现在我们可以“只”在 base64_dec 中使用它们:

std::string filtered(base64_dec{f}, base64_dec{l});

Note the uniform {} initializers to sidestep Most Vexing Parse

Live On Compiler Explorer

#include <boost/archive/iterators/binary_from_base64.hpp>
#include <boost/archive/iterators/transform_width.hpp>
#include <boost/iterator/filter_iterator.hpp>
#include <iomanip>
#include <iostream>

namespace bai = boost::archive::iterators;
static std::string const s = "aGVsbG8g\nd29ybGQK";

int main() {
    std::cout << std::unitbuf;

    struct IsGraph {
        // unsigned char prevents sign extension
        bool operator()(unsigned char ch) const {
            return std::isgraph(ch); // !std::isspace
        }
    };

    using FiltIt =
        boost::iterators::filter_iterator<IsGraph, std::string::const_iterator>;

    using base64_dec =                              //
        bai::transform_width<                       //
            bai::binary_from_base64<FiltIt>, 8, 6>; //

    //// CAUTION: this invokes UB:
    //std::string filtered(base64_dec(s.begin()), base64_dec(s.end()));
    FiltIt f(IsGraph{}, s.begin(), s.end()),   // !!
        l(f.predicate(), f.end(), f.end()); // !!

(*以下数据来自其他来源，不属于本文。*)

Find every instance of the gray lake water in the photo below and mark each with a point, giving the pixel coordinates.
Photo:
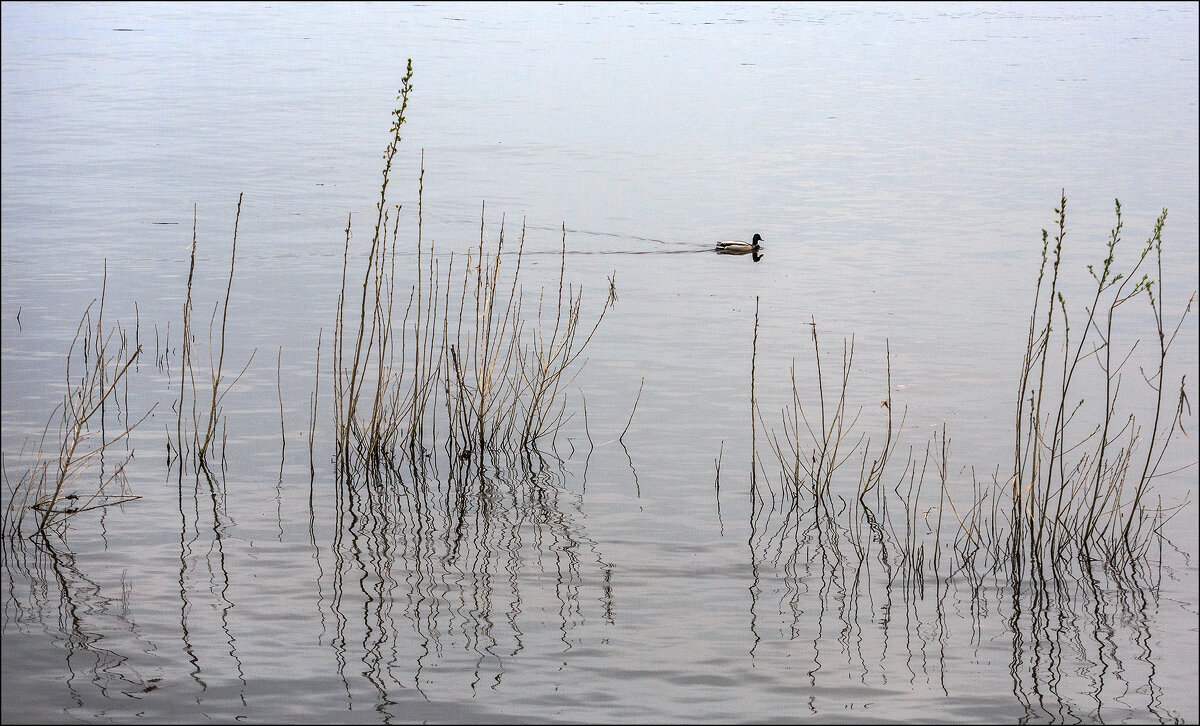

    std::string filtered(base64_dec{f}, base64_dec{l});
    std::cout << "OUT:" << std::quoted(filtered) << std::endl;
}

打印自身(减去示例 base64)

OUT:"hello world
"

Summary/TL;DR

考虑潜伏的错误和未记录的限制,考虑使用 正确、更简单的 base64 实现。

Beast 在其实现细节中有一个,因此也不支持,但是 它至少不那么脆弱的可能性很高。

或者,必须是具有适当测试和文档的库。